HRC Blog

Michigan Womyn’s Music Festival

Michigan FlagPost submitted by Beth Sherouse, HRC Senior Content Manager

Although I’ve never attended a Michigan Womyn’s Music Festival, I always loved the idea of a female-centered musical space, where women of all shapes, sizes and backgrounds could gather to enjoy the music that shaped so many of our queer/feminist identities. What has never made sense to me or many of my queer feminist friends is Michfest’s attempt to exclude trans women from this celebration.

While the organizers continue to insist that excluding trans women is not an official policy, their “intention” that the festival cater exclusively to “womyn born womyn” serves to further marginalize trans women, denying them access to one of the only exclusively female spaces in our society.

Trans women and ciswomen (another word for non-trans women) suffer under the same patriarchal oppression, similarly restrictive ideas of what it means to be a woman, and the same structural barriers that deny women control of their own lives and bodies. The festival attempts to provide a refuge from this; to exclude some women from this refuge is simply inexcusable. 

In 2013, longtime MWMF participants the Indigo Girls brought more widespread attention to the ongoing controversy when they released a statement of solidarity with trans women and vowed not to participate in future festivals until the organizers demonstrated “visible and concrete signs of changing their intention” and creating a “truly 'safe space' for womyn.”
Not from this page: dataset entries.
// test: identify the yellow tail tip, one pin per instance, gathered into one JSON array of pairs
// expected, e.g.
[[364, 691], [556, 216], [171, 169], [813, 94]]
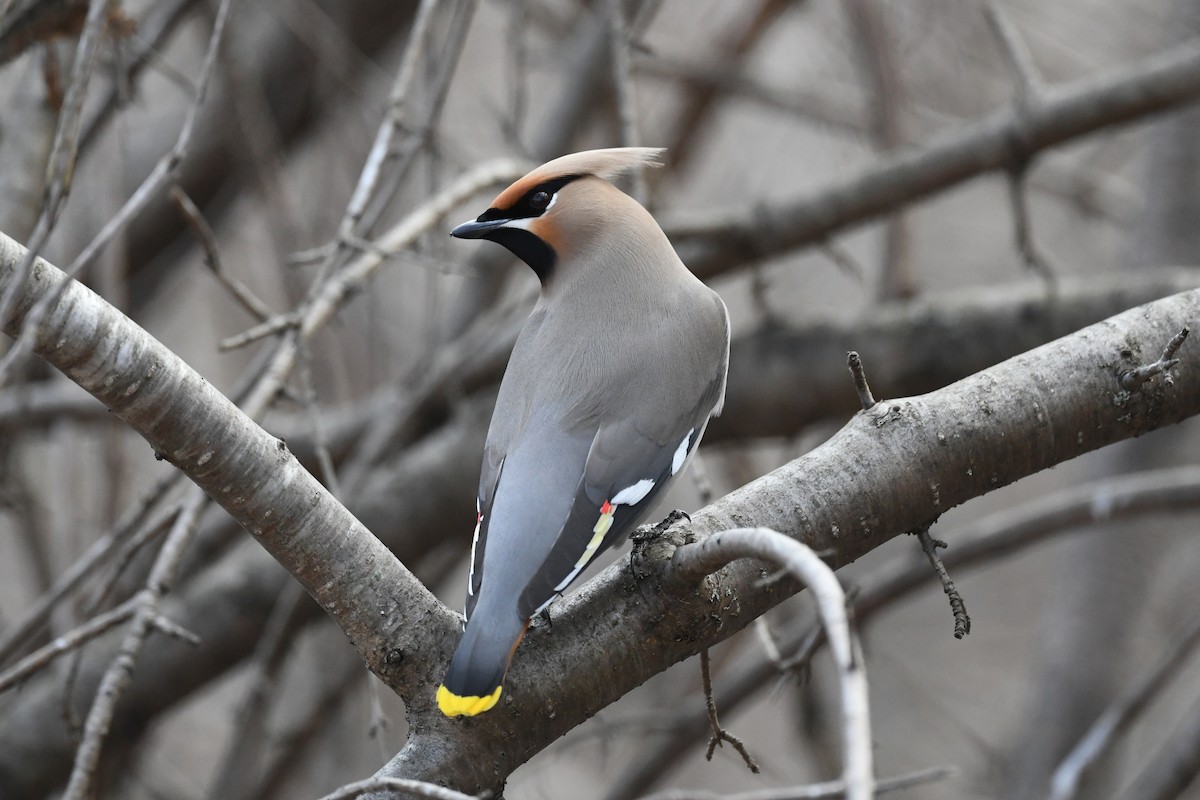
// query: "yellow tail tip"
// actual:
[[456, 707]]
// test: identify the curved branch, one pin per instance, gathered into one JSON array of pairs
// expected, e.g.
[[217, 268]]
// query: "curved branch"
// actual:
[[889, 470], [724, 240], [246, 470]]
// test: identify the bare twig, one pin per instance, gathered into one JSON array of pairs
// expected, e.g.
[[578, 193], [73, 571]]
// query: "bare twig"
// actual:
[[623, 85], [396, 101], [120, 671], [60, 166], [859, 373], [930, 546], [1176, 491], [163, 172], [723, 240], [1017, 55], [250, 735], [693, 561], [1099, 739], [720, 735], [419, 788], [831, 791], [85, 566], [240, 292], [1033, 258], [876, 54], [64, 644], [1133, 379]]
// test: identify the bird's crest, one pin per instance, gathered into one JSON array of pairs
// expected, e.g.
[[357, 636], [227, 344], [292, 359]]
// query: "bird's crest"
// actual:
[[607, 163]]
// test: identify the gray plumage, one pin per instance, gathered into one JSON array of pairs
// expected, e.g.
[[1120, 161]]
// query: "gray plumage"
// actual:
[[609, 389]]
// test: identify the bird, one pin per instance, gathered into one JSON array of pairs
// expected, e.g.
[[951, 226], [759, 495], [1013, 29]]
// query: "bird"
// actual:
[[610, 386]]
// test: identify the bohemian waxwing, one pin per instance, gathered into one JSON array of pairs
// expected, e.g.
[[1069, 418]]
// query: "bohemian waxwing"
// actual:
[[607, 392]]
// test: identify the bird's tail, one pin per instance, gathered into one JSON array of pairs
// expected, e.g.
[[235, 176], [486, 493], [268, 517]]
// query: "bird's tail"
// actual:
[[475, 675]]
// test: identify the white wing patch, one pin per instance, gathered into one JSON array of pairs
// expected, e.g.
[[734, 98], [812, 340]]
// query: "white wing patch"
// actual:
[[634, 494], [474, 542], [682, 452]]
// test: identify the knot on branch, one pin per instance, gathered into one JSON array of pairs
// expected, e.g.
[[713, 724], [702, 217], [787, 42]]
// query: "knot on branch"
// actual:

As this year’s festival approaches, Equality Michigan has added their voice to the outcry against MWMF’s exclusion of trans women, stating, “We reject the premise that transgender women are lesser than, we reject that this belief is a tenet of feminism, and we will no longer respect the ‘intention’ or that ‘leaving the onus on each individual to choose whether or how to respect it’ equates to inclusion.”

I and my many colleagues at the Human Rights Campaign stand in solidarity with Equality Michigan, the Indigo Girls and the many other proud feminists calling on MichFest to live its mission and provide a place for all women to celebrate.